Says the enterprising director, "The media has now become part of the very system it was meant to criticize monitor and correct. There's a socio-political hierarchy in our country where we have the government, followed by the wealth-creators and finally the power-mongers.
All these three groups of movers and shakers are supposed to be working for the good of the common people. Now, the only medium the common man has of knowing what these triple-tiered architects of the country are up to is the media."
Ramu feels the mainstream media has lost its focus and therefore its connectivity "Today by the very virtue of its position and the cut-throat competition the media has become as powerful as the agencies it was once supposed to monitor.
I feel the media has become integrated into the system that it was once supposed check and curb. It's this dilemma that I want to dramatize in my film."
All this, you tell maverick Varma, sounds highly complicated. "It is not! See it's the media's domain to project the socio-political facts as accurately and faithfully as possible.
But because of the power that the media has accumulated it cannot afford to do the job it is meant to. I'm reminded of a dialogue from my film Company.
'Yeh hamare dhande ki jaat hai'. It's the nature of the job. And I'm not here to point accusing fingers at the media. Corruption and compromise have crept into every walk of life. Aren't we filmmakers corrupt?"
Ramu hastens to clarify that his film won't be an anti-media tirade. "Not at all. The media is a part of our corrupt system, not the reason for it. I'm not trying to get even with the media or anything.
My film has got nothing to do with the film media. So relax.There will be no mention of film media. It's about high-level politics and the national new channels, so it isn't about the print media."
Ask him if his blogging brought on this media consciousness and Ramu waves off the question impatiently. "Long before I began blogging I thought of this media film. I think the media needs to be looked at in the proper perspective."

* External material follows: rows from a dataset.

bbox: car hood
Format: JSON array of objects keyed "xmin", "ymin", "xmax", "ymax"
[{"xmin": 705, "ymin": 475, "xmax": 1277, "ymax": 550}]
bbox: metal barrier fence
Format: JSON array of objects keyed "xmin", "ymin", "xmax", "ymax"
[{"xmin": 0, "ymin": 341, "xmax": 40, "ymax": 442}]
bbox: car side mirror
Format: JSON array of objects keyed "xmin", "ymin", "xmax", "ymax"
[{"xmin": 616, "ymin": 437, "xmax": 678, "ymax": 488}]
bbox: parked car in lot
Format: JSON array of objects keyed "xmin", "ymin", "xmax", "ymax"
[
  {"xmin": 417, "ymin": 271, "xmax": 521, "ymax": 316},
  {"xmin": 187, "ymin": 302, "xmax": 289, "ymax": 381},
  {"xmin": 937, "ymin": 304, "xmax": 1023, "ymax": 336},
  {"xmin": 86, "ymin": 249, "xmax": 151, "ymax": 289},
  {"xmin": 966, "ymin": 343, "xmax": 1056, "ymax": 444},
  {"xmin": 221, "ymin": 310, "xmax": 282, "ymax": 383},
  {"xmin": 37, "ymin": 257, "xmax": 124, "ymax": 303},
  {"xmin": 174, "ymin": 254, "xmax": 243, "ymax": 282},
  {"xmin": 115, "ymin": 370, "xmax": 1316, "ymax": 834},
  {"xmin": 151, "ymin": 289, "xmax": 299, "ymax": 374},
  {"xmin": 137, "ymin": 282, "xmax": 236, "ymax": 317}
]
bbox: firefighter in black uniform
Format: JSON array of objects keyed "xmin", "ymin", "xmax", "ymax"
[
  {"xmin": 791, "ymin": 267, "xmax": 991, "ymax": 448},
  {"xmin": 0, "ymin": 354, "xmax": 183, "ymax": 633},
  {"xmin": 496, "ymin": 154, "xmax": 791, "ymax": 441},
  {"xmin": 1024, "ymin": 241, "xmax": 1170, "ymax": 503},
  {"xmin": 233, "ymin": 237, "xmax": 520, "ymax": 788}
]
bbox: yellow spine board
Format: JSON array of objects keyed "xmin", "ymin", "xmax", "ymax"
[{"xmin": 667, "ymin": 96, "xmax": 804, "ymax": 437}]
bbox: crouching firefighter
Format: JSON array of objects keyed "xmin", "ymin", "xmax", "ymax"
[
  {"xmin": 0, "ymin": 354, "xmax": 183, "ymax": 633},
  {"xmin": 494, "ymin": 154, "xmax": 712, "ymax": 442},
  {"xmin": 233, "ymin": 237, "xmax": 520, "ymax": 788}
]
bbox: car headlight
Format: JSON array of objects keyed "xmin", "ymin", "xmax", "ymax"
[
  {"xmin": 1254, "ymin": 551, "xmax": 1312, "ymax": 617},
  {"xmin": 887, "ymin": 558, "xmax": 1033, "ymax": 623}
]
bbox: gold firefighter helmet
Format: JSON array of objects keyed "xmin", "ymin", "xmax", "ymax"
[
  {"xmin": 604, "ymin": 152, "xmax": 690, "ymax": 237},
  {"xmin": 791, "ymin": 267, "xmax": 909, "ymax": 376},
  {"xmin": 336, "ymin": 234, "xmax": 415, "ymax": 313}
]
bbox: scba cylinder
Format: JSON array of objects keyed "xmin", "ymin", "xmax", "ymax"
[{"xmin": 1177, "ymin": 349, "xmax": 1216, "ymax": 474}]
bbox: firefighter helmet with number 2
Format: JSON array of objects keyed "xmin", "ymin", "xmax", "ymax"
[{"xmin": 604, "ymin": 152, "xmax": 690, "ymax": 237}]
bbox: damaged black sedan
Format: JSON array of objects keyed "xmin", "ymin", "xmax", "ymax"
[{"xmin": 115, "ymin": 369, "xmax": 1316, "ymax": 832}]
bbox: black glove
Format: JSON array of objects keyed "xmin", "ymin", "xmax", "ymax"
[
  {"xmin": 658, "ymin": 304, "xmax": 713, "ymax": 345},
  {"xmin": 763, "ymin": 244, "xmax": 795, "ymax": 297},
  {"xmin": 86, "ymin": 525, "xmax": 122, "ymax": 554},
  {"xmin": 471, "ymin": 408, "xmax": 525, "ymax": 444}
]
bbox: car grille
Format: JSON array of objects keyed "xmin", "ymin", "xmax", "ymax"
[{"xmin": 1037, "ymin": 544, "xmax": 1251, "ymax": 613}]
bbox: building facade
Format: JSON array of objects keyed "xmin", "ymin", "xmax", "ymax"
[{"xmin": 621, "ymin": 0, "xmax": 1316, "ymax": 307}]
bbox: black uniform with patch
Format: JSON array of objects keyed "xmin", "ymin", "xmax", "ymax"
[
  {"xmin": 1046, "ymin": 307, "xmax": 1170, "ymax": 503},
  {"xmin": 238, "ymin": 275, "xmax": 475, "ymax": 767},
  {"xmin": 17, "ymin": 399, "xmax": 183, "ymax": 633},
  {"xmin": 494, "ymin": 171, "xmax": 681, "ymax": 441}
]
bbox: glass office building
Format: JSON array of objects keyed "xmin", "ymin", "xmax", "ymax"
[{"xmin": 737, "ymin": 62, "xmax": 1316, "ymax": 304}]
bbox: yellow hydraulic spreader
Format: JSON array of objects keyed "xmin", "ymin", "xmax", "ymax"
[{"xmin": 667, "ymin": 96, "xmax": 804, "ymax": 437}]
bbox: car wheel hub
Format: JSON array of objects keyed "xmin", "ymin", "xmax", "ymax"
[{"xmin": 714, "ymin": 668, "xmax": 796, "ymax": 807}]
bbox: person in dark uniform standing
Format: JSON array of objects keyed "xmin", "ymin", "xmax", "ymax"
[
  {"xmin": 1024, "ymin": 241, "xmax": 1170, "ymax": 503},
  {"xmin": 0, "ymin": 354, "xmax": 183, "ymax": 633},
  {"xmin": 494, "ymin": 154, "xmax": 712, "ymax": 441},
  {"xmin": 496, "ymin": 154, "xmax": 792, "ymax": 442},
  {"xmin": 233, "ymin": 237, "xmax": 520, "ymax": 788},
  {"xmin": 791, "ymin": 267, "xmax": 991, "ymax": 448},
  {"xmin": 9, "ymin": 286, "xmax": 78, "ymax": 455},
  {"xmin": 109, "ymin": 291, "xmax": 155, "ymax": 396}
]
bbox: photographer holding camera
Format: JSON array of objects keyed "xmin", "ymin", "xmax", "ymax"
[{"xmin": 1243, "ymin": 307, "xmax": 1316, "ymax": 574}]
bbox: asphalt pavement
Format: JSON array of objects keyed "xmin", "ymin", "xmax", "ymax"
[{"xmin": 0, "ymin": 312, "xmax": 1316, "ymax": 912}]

Ramu starts his media movie in November. The cast is not yet finalized. But the film will have A-listers in its cast.
"It will be very big film. But it won't have songs and dances. It will be done in an extremely real tone. I don't think 'real' and 'entertaining' are mutually exclusive any more. Look at the opening Phoonk and Rock On got."
But both are at heart 'formula' films, right? "Phoonk didn't have sung songs or the so-called commercial trappings. It was a small film that became big.
My media film won't be a small film at all. This is a big one, not in the Contract/Phoonk range at all. Because of its scope scale and reach this will be a huge film, maybe my cosliest ever.
I'll be talking about the biggest industrialists and media persons in the same breath. So obviously I can't be sitting on one set and shooting such grand lives."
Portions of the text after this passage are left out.